Cette parabole, avec ses tableaux saisissants et inoubliables, appartient au trésor des paraboles classiques de Jésus. Pourtant certaines difficultés se présentent à qui désire l'expliquer. Nous renseigne-t-elle au sujet des convictions précises de Jésus sur l'Au-Delà? Je crois que la grande, et définitive doctrine de la vie éternelle, telle que l'a développée le quatrième Évangile, remonte à l'intuition spirituelle de notre Maître, et que c'est dans cet Évangile mystique de la vie en Dieu que nous puisons les certitudes consolatrices les plus profondes. Dans les trois premiers Évangiles, Jésus ne parle de l'Au-Delà qu'indirectement et à l'occasion ; et loin de présenter sur ce point un enseignement original, il n'hésite pas à employer les images courantes de son époque, « le sein d'Abraham», «les anges» qui transportent l'âme dans l'invisible, «la géhenne de flammes» qui attend l'impénitent, le triage opéré par le Juge suprême. Je dis donc dès l'abord (et par là est écartée une première difficulté) que je ne demande point à une parabole, à une histoire racontée à titre d'exemple, d'apporter une solution formelle et révélée aux problèmes de la vie future. Il serait aisé de montrer que telle affirmation de notre texte pourrait être opposée à tel autre passage de l'Evangile. L'avertissement pratique que Jésus a en vue ne comporte pas une théologie de Jésus sur la vie d'outre tombe ; et nous voilà débarrassés du souci d'accorder nos pensées avec l'effrayante image de l'enfer que Jésus utilise ici, sans en faire un article du Credo chrétien.

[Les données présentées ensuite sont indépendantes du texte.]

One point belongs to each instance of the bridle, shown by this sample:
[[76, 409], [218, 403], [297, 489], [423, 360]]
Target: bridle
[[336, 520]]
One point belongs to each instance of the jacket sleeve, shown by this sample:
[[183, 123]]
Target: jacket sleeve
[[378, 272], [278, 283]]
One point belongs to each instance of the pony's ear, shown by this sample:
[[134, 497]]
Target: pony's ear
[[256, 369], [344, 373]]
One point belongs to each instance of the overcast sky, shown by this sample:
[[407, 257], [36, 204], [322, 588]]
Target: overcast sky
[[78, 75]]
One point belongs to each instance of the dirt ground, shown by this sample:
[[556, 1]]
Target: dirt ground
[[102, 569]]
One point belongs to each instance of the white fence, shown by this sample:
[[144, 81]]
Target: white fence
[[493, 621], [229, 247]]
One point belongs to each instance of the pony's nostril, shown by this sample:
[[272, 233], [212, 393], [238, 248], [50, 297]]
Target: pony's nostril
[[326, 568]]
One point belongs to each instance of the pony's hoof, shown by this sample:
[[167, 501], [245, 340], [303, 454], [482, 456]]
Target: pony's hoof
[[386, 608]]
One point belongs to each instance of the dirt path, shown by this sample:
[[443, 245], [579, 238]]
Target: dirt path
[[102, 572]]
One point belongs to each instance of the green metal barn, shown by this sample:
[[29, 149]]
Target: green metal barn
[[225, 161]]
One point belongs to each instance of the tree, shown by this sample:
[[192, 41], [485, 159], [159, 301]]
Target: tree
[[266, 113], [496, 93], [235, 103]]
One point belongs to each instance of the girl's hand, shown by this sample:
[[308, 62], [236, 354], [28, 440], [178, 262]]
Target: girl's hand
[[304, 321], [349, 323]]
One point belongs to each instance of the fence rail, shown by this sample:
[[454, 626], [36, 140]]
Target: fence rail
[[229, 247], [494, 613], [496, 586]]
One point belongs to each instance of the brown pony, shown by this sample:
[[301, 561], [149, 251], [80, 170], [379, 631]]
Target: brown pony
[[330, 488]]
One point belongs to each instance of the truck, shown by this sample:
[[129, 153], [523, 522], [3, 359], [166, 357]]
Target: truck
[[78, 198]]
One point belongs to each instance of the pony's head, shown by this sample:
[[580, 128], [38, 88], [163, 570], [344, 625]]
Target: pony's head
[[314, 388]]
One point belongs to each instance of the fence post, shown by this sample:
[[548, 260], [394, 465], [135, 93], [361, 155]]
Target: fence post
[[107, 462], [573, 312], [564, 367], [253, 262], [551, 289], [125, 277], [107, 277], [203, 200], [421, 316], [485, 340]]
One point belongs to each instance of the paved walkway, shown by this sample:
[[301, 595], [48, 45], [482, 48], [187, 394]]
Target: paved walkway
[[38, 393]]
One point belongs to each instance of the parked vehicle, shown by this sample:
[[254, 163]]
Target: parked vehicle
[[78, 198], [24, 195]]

Signalons une seconde difficulté. C'est un fait solidement établi que l'existence chez Luc d'une tendance marquée à souligner dans les discours de Jésus tout ce que ceux-ci comportent de plus sévère à l'égard des riches, et à mettre en évidence la sympathie du Maitre pour les pauvres. C'est Luc qui écrit : Heureux les pauvres et malheur aux riches! c'est Luc qui nous a conservé l'histoire de l'Econome infidèle et les paroles sur les richesses injustes, c'est Luc qui nous parle dit riche insensé à qui Dieu redemande subitement son âme. Luc n'aurait-il pas transformé à son goût une parabole primitive de Jésus, pour en tirer cette conclusion simpliste: Ceux qui ont en des biens sur la terre seront plus tard dans le malheur, et ceux qui ont été les misérables d'ici-bas auront en compensation les richesses éternelles ? Certains attribuent à l'Evangéliste, et non à Jésus, la mention des frères du mauvais riche.

Luc, ami de saint Paul écrit à une époque où le Judaïsme, après avoir rejeté Jésus, se montre obstinément rebelle dans son opposition. Ni les oracles prophétiques, ni la résurrection du Christ n'ont pu amener ce peuple entêté à la repentance et à la foi ; Luc attribuerait alors à Jésus une réflexion qui fut en fait non pas celle du Maître, mais celle des apôtres. L'endurcissement des coeurs n'est pas plus brisé par le miracle de la Résurrection que par les prophéties et les avertissements écrits de la Bible ; et les frères symboliseraient alors le peuple juif incrédule.

Je ne vois pas de motif suffisant pour refuser à Jésus la possibilité d'avoir ajouté à la parabole principale un détail complémentaire. Après le récit, complet en lui-même, de l'Enfant Prodigue, Jésus ajoute l'anecdote supplémentaire du frère aîné ; il est de même indiqué de rattacher ce qui concerne les frères du riche à l'ensemble de la parabole.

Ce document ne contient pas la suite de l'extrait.